O senhor Lula era feirante em 1977 e vendia limão e laranja em sua barraca, em Vila da Penha, um subúrbio do Rio de Janeiro. No dia anterior à feira, ele passava horas ensacando sua mercadoria e contava com a ajuda de seus seis filhos – entre eles, a menina Teresa Cristina. Enquanto trabalhava, o senhor Lula ouvia os seus três discos de vinil: Gal Costa, Roberto Ribeiro e Candeia. Ele não sabia, e ninguém podia mesmo adivinhar, o quanto esse fato influenciaria o destino da filha, então com nove anos, e também teria influência na própria música popular brasileira. Aos 39 anos, a cantora e compositora é hoje saudada como uma das melhores surpresas dos últimos tempos e acaba de ser contratada pela multinacional EMI. Seu novo CD, Delicada, com o Grupo Semente, tem uma primeira tiragem de 10 mil cópias – uma ousadia para uma intérprete ainda desconhecida do grande público.
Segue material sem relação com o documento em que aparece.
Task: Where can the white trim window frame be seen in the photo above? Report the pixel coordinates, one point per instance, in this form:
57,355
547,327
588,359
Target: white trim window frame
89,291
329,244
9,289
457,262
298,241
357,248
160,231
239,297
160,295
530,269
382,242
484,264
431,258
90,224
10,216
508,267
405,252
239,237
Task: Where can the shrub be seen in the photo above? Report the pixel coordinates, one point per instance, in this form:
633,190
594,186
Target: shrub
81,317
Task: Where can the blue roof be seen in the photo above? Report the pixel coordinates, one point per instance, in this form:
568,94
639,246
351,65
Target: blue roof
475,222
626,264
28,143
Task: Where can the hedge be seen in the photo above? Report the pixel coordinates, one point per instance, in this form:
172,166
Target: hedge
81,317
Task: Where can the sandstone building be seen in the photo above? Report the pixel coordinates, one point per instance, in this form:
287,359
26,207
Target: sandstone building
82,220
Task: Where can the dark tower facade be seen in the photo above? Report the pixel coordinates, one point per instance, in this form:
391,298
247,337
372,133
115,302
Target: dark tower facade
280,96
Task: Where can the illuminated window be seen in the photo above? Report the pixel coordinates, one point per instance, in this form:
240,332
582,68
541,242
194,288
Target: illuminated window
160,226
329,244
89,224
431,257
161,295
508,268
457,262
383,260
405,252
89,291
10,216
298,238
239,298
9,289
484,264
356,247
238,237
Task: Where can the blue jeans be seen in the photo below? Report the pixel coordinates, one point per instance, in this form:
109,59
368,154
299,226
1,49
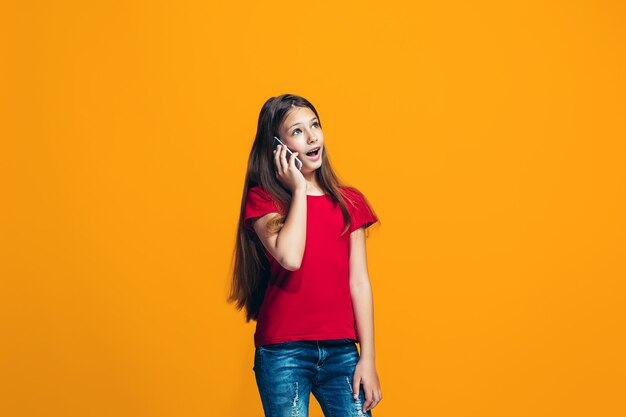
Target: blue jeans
286,373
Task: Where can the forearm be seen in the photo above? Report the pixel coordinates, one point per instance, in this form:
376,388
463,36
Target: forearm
292,237
363,305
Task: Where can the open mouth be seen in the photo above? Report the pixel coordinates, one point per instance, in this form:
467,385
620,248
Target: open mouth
314,153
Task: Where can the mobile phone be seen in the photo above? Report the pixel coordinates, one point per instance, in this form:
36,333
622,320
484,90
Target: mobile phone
297,161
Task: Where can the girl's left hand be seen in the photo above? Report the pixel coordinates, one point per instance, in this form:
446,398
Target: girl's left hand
365,373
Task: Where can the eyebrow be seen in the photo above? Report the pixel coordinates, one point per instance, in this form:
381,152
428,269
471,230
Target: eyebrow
313,118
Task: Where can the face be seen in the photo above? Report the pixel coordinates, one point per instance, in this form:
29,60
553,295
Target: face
301,132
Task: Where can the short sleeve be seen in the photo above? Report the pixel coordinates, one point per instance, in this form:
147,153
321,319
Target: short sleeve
258,203
361,213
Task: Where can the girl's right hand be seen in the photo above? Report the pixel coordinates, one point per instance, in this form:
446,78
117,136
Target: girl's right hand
286,171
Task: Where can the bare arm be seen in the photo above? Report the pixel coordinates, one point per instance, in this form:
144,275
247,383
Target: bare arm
363,305
286,246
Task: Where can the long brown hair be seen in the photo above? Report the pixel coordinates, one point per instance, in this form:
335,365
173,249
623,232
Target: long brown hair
251,267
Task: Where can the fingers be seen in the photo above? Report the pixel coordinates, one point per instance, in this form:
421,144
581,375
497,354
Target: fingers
292,159
372,398
280,159
356,385
283,158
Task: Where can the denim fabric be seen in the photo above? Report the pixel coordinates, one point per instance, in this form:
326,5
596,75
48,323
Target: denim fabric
288,372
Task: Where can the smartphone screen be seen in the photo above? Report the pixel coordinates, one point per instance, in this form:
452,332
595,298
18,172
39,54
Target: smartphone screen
297,161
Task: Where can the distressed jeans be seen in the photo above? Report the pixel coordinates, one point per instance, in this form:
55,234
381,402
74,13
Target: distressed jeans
287,373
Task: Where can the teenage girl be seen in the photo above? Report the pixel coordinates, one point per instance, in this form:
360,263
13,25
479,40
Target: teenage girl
300,271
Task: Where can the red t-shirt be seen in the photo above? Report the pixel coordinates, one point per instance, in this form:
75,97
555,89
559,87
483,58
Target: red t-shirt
313,302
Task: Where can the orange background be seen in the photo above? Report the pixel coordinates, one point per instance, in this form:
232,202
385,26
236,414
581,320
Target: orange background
489,136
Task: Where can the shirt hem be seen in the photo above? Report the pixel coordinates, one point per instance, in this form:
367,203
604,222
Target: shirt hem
326,336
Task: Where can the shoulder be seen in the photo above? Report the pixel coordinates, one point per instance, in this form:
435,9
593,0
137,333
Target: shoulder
259,192
352,195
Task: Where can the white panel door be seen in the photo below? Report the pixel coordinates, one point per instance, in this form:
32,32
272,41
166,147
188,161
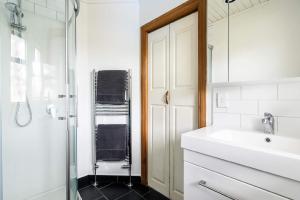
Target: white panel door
183,93
158,138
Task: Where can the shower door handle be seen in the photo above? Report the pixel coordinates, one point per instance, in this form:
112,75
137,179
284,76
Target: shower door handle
167,97
77,7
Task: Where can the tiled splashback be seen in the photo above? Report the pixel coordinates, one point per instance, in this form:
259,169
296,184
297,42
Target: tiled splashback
53,9
243,106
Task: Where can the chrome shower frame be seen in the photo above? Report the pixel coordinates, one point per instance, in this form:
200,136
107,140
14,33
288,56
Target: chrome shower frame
16,15
67,93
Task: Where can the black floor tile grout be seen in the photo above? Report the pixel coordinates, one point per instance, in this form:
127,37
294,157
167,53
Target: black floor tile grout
123,195
139,194
135,191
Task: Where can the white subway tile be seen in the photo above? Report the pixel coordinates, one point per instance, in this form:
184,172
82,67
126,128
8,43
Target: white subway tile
243,107
263,92
289,127
60,16
280,108
28,6
41,2
216,91
225,120
289,91
39,10
252,122
231,93
58,5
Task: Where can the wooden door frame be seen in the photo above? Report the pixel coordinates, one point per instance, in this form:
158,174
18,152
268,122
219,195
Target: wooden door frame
177,13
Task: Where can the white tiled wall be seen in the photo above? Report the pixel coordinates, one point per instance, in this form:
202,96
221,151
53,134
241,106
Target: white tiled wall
53,9
246,104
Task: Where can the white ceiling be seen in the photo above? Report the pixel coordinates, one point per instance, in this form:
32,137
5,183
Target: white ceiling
218,9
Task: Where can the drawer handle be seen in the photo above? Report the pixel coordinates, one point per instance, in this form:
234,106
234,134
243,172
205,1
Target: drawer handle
203,183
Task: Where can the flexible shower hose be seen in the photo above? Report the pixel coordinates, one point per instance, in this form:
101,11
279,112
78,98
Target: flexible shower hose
17,114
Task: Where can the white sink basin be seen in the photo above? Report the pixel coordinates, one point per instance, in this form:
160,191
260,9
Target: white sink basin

O impulso foi dado pelo CD do sambista Candeia, que voltou às suas mãos, casualmente, aos 25 anos. “Foi como um soco”, diz ela. “Candeia me ensinou a enxergar o valor da minha raça através de uma música lindíssima. Me estimulou.” Teresa Cristina não se lembra de tristeza por ter sido pobre, mas guarda a dor da discriminação por ser negra. “No Brasil, há racismo por baixo do tapete. Sofri muito nos colégios, vítima de preconceito. Me pegava rezando assim: Meu Deus, por que eu sou preta? Por que nasci assim se até o senhor é branco?” Hoje ela tem orgulho de sua raça e da musicalidade brasileira que “está no sangue”. Chamada de sambista, Teresa Cristina diz que “tudo bem”. E continua sendo influenciada pela umbanda: “Não toco instrumento, toco com marcação de palma. Tenho influência do terreiro. Mas o que eu desejo é continuar fazendo música brasileira, e não só a litorânea. Quero o Nordeste, Minas Gerais e o etc também.”

A faixa-título é a própria delicadeza: “Canto para amenizar a grande dor que me traz o sorriso de alguém”, diz ao abrir a canção com sua voz aveludada. A letra é dela e a música, uma bossa nova, é assinada por Zé Renato. O CD tem, também, canções de Caetano Veloso, Paulinho da Viola e, claro, Candeia. A menina que começou a trabalhar como manicure aos 13 anos, foi auxiliar de escritório e vendedora de margarina, agora é estudante de letras na Universidade Federal do Rio de Janeiro e mora em Copacabana. Guarda alguns prêmios e a indicação ao Grammy Latino de melhor disco de samba de 2003. Ela se diz surpresa com o rumo da carreira: “Não achava que uma gravadora grande pudesse se interessar pelo meu trabalho.” A carreira começou com seus shows na Lapa (onde volta a se apresentar dia 29, no Circo Voador, antes de ir para a temporada paulistana). A partir daí, é pé na estrada porque tem muito Brasil ainda pela frente.